Use Verified Email in User Profiles

The email_verified field of a user profile indicates whether the user has verified their email address. Email verification is optional, but valid email addresses are required for certain actions, such as sending email communications, password reset/recovery links, and passwordless magic links to users.

An email is usually verified immediately after the user account is created or when the user logs in to the application for the first time. It's a good way to know that the person signing up actually owns the email at that moment.

Since email verification happens once at that specific moment, we can't ensure that a person who logs in with the user account at a later time still owns the email address that was verified.

In case of federated identity providers, they sometimes report if the user has a verified email, and based on that, Auth0 sets the email_verified field in the user profile. This, however, transfers the responsibility to the identity provider to do it properly - something we can't ensure. We also don't know if the verified email from that provider is still owned by the user.

For all of these reasons, we need to be careful on what we can assume based on a verified email.

When does Auth0 set emails as verified?

When users signup with email and password, they get a verification email with a link. When they click the link, Auth0 verifies their email. To learn more, read Customize Email Templates.

When users authenticate with a federated identity provider (e.g. a social or enterprise connection), the value of the email_verified field will match what the identity provider returns in the user profile. If they identity provider does not return any value, it will be set to false.

Verified Emails and Account Linking

When you want to link two user accounts, you need to make sure that the user still has access to both accounts. The only way to achieve that is to have users authenticate with both accounts before linking them.

You should not automatically link accounts based on the user's emails. Always prompt users to authenticate again before doing that. This will prevent scenarios like:

  • John Doe, an employee of Travel0, signs up to a site using his corporate email john.doe@travel0.com and a password. Months later, John Doe leaves Travel0, and a new John Doe is hired, with the same email account.
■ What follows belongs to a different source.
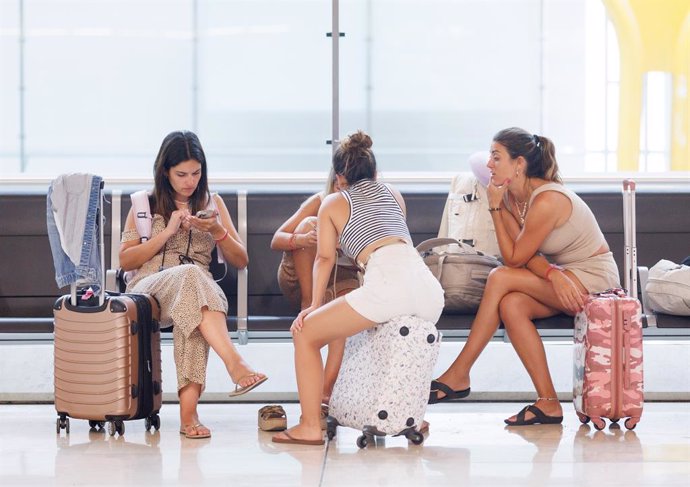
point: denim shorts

That person goes to the same website, and authenticates with his corporate identity provider (such as Google Workspace), and gets the account automatically linked to the other user.

  • Federated identity providers can make mistakes on how they handle email verification and can report that users own an email they do not.
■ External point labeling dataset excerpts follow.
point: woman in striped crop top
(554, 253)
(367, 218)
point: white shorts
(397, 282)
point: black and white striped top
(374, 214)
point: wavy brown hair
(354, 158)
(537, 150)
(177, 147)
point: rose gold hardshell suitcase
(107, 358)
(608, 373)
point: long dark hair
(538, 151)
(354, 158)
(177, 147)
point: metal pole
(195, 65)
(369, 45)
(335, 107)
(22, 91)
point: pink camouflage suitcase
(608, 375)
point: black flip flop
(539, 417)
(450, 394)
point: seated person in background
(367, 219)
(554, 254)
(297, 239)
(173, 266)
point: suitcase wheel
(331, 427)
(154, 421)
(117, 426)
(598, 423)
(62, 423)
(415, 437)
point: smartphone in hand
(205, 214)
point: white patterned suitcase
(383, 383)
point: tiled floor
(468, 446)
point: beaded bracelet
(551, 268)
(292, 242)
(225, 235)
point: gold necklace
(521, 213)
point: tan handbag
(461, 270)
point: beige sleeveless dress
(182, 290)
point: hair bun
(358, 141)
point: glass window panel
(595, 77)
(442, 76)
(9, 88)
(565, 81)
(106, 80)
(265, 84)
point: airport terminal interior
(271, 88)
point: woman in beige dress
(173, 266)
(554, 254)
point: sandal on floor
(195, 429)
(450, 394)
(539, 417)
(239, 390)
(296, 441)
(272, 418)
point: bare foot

On the other hand, we recommend you to still check for the email_verified field before performing account linking, to mitigate scenarios like:

  • An attacker creates a Google account attacker@gmail.com.

  • Attacker creates a new database users with the victim's email (e.g. victim@hotmail.com).

  • Attacker links both accounts.

  • Attacker sends a phishing attack to victim.

  • The victim tries to sign-up, they are told the user already exists and get offered to reset the password.

  • The user enters their password and logs into the attacker's account, which now has access to whatever data the victim enters in the application.

Verified Emails and Authorization Decisions

In the same way that you can't fully trust the email, you can't fully trust the email domain either.

If your application needs to restrict access based on the user's employer, the fact that a user is logged in with an email from a specific corporate domain does not guarantee that it should be granted access.

For example:

  • If your application allows customers to sign up for new accounts, and employees from different companies authenticate using their corporate credentials, a user that signs up with a user@acme.com account shouldn't be granted access to the same feature set that a user authenticating with acme.com's corporate directory.

  • If your application supports authenticating with Azure AD, and the directory supports guest users, you can get users from any domain logging-in from that Azure AD tenant. You should not give guest users the same access level as the rest of the users authenticating with that tenant.

As a general recommendation, you should not use the email's domain to make authorization decisions. If you need to check if the user belongs to a specific organization, it's better to rely on the connection they used to authenticate, or in connection-specific attributes like the Azure AD's tenant id.